English Draughts Journal, June 2011
Richard Jordan, unbeaten world champion


Richard Jordan, unbeaten world champion

By Chris Reekie

This year marks the centenary of the death of Richard Jordan, one of the finest players in the history of draughts. He was world champion for seven years and retired undefeated. The best of his contemporaries in Scotland fell before him and he crossed the Atlantic twice to thwart American opposition.

Jordan's life ended tragically at the age of only 38. On 7 September 1911, he was knocked down in a street in Edinburgh by a cable car, which was then the Scottish capital's mode of public transport before electric tramcars arrived in 1922. He was treated at the city's Royal Infirmary for head injuries and was thought to be recovering, but had to be re-admitted on 6 October. An operation was carried out from which he never rallied, and he died on the morning of 8 October with his wife and sister at his bedside.

His funeral took place from his home at 33 Buccleuch Street on 11 October, and he is buried in the New Calton Cemetery, near his birthplace in Campbell's Close in the Canongate and the Scottish Parliament building at Holyrood. His grave was unmarked for many years and now has a handsome headstone, which, I have discovered, was erected in 1992 by descendants who had emigrated to South Africa.

Jordan, a son of Irish parents, was born on 4 November 1872. He took an interest in draughts from the age of 15 and his prowess was spotted by old hands. When James Wyllie, the Herd Laddie, played in Edinburgh in December 1891 on his return from his tour of Australia and New Zealand, Jordan drew two games against the veteran. This led to a subscription match of 20 games for a purse of 10 in May 1892, with the youth of 19 pitted against the veteran of 73. The event can be seen now as a landmark, its significance captured in a newspaper phrase, "the rising star against the setting sun". Jordan, although beginning "flushed and nervous", won two games on the first day and Wyllie gained nothing until the fourth day. The end came on the fifth when Jordan was the winner by two games to one with 17 drawn.

Jordan was now on the ladder of fame. He suffered the only defeat of his glittering career in the first Scottish draughts tournament in 1893 when he lost unexpectedly in the second round to Robert Stewart, the Kelty miner, by 2-1 after 10 games. Stung by the reverse, Jordan challenged the Fifer to a match at Dunfermline and gained emphatic revenge by four wins to nil and 13 draws.
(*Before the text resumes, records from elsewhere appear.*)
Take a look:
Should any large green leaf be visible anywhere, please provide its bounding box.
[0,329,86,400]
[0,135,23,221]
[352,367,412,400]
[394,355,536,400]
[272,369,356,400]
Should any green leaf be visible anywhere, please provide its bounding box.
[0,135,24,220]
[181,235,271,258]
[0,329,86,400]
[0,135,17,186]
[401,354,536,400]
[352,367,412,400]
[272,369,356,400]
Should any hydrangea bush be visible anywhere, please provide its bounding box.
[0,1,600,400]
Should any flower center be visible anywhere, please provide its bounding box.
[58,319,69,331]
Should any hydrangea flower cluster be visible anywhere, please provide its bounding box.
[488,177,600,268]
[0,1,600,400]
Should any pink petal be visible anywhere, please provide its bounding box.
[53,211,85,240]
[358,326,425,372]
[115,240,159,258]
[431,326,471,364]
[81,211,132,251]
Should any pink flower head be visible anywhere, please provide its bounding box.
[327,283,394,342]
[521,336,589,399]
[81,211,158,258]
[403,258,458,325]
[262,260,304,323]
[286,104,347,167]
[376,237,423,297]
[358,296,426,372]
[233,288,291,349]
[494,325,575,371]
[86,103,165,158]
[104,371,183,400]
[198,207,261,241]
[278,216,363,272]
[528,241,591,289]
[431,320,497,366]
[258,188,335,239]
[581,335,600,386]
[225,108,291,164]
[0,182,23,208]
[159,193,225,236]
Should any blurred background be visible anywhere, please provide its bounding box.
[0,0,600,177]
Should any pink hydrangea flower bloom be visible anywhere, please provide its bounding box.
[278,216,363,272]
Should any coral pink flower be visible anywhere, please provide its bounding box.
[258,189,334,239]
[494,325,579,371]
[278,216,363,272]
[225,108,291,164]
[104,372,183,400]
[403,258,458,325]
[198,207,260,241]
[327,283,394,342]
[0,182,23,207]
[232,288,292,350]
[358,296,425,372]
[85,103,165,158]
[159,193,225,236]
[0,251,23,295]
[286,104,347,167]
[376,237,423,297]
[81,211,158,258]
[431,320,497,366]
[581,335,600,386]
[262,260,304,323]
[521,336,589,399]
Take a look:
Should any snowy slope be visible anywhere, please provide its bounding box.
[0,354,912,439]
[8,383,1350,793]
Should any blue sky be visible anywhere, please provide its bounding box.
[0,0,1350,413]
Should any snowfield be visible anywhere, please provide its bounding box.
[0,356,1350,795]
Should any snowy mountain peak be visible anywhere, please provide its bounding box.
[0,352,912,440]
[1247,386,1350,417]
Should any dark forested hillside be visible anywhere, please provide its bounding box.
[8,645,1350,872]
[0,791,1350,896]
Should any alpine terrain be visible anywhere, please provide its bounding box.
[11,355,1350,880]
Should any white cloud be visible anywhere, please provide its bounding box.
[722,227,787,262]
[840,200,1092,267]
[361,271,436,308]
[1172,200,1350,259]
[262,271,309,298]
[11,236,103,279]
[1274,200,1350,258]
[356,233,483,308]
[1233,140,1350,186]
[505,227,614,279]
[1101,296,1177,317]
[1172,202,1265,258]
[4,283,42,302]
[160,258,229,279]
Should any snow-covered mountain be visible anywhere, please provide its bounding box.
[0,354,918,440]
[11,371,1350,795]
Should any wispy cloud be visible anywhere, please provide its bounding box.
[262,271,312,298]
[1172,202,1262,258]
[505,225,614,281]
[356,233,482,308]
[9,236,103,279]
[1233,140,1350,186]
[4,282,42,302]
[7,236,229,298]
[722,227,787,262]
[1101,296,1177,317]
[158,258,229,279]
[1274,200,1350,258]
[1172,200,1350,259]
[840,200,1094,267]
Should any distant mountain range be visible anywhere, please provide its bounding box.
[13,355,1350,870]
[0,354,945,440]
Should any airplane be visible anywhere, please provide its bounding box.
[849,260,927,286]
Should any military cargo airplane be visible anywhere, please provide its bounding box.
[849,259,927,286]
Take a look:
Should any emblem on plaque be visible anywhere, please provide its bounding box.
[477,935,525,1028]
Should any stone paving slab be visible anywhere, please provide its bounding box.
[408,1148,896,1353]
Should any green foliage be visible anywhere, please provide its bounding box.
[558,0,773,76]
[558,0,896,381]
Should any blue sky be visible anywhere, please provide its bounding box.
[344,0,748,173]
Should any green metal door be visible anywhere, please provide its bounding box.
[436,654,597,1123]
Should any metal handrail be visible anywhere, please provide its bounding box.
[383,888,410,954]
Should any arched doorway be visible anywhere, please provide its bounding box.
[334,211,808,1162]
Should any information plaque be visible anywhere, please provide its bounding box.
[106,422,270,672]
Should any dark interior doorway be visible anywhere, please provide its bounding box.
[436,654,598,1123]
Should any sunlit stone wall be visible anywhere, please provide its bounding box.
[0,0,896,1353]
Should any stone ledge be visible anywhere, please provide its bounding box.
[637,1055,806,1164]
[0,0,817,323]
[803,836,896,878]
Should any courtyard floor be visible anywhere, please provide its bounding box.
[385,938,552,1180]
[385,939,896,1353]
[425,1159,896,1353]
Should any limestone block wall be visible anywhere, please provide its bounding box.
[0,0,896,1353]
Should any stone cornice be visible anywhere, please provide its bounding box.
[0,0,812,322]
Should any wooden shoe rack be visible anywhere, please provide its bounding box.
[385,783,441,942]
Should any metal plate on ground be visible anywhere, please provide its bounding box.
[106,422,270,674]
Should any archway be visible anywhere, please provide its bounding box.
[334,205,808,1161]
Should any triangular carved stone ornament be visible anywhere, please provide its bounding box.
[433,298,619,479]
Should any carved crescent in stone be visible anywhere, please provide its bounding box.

He became Scottish champion in 1896 by beating James Ferrie, who had wrested the world title from Wyllie in 1894, and then became world champion in the same year by overcoming Ferrie over 40 games in the City Hall, Glasgow. In the 10-day contest, Jordan led 3-0 after 19 games but Ferrie narrowed the gap to 3-2 after 33 games. In the 35th, Jordan offered a draw. Ferrie controversially declined and it proved costly. Jordan completed a win and drew ahead 4-2. Ferrie took the 39th and needed the final game to square the match. Jordan drew and was world champion by four wins to three, with 33 draws.

His first challenge was by Robert Stewart, who had been Scottish champion in 1894 and 1895. Arrangements were delayed while the players argued over the method of the openings, and the match finally took place in October 1897 at a hall in Drummond Street, Edinburgh. Large attendances followed the moves but The Draughts World said the hall was too small and on some evenings was "at fever heat". Spectators standing on a seat for a better view were unaware that a collie bitch had given birth to a litter of pups under their feet. The collie's owner presented a pup to each player.

The contest was intense. Jordan won the second game on the first day and Stewart drew level on the third. On the fourth, Jordan pulled ahead 3-1. On the 11th day, in the 33rd game, when he was suffering from toothache, Jordan mistook his turn and moved a piece, so forfeiting the game and narrowing his lead to 3-2. Pressed hard by Stewart, Jordan won the 38th game and drew the 39th to retain his title by four games to two with 33 drawn.

In January 1898, Jordan married Elizabeth McGuinness, who lived in Guthrie Street in Edinburgh's Old Town, only a mile from his home in Montague Street, Newington. He worked as a hatter and his draughts skill offered an alternative occupation. With his wife, he made a successful tour of Australia and New Zealand, and as soon as he returned, took up a challenge by Charles Francis Barker, the American star. In autumn 1900, accompanied only by his brother Peter and his coach, George Crookston, Jordan sailed from Liverpool to the New World.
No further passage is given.